Помолчала воспитатель, а потом улыбнулась такой чудесной улыбкой, что сразу понятно — любит. И сама не знает за что. — Ну что рассказать…— Все-таки, решилась. — Вот недавно письмо получила от девочки одной. Сама она из под Перми. Из деревни. По сути, сидит за отчима своего. Отец пил и сидит. Мать пьет. Завела себе мужика. Мужик и так и сяк подбирался к ней — ну, сами понимаете зачем. Она матери жаловалась — мать не верит, бьет. Из дома бегала. Ну что ты будешь делать! А раз стоит она на кухне и режет салат. Нож в руке. Мужик этот, отчим, опять за свое. Она его уговорами, отбивалась, да сама не поняла, как так получилось. Пырнула этим ножом. Насмерть. Потом уже, раскаивалась. Говорила, что надо было как то по-другому… А что уже сделаешь? Вот и попала сюда. Как-то прилепилась она ко мне. Делилась всем.
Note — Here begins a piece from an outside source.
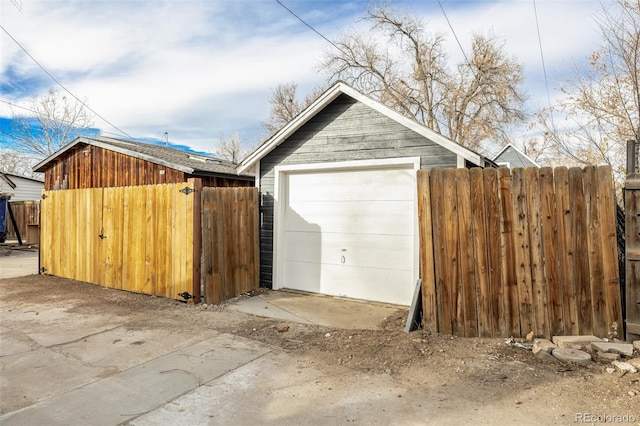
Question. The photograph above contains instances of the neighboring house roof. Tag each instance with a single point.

— А как сейчас дела у нее? Что пишет?
— Да слава Богу. Пишет, парня нашла. Скоро женятся. Я ей еще в колонии говорила: «Наташ! Только не сидевшего, только не сидевшего!». Вот пишет, что он не сидел. Успокаивает. А так, разное бывает. Вот помню, когда я только пришла работать, меня поразила одна девчонка. Там темная какая-то история была… Тетя на нее давление оказывала, или подстрекала… Зачем, так никто и не выяснил. Но, вот результат — убила она и отца и мать. Когда осознала, что сделала, лучше бы рассудка лишилась. Такой кошмар был!
Дети
Вот всех собирали в комнате отдыха. Нас слушать. Наконец расселись. Смотрю на лица. — непростые глаза. Наверное, непростые судьбы. Слушают внимательно. Но, многие смотрят с сарказмом. Мол, видели мы таких. Наталья Николаевна рассказывает о нас, нашем начинании, и о том, как мы можем им помочь.
В Комиссии, конечно, давно помогали заключенным. Ведется работа по сопровождению: освободившихся девочек встречают на вокзале в Москве, и гуляют с ними по городу до следующего поезда, который повезет их домой. Ведь для таких «транзитных» девиц в Москве на вокзале таиться очень много опасностей. И конечно все понимают, как важно формировать для них нормальный круг общения дома. Часто приходилось Наталье Николаевне слышать от них: «Боюсь свалиться в прежнее». Возвращаться им приходится в привычную среду, которая и стала в их жизни роковой. Или приходиться ехать туда, где вообще никто не ждет. Например, если человек из детского дома и едет на государственное жилье. Тогда работники Комиссии связываются с местными православными приходами, просят кого-нибудь из прихода переписываться, встретить. Проверить на месте, действительно ли есть жилье, помочь, силами прихожан, сделать ремонт. Находятся добрые люди. Помогают устроиться. Привлекают к жизни в приходе.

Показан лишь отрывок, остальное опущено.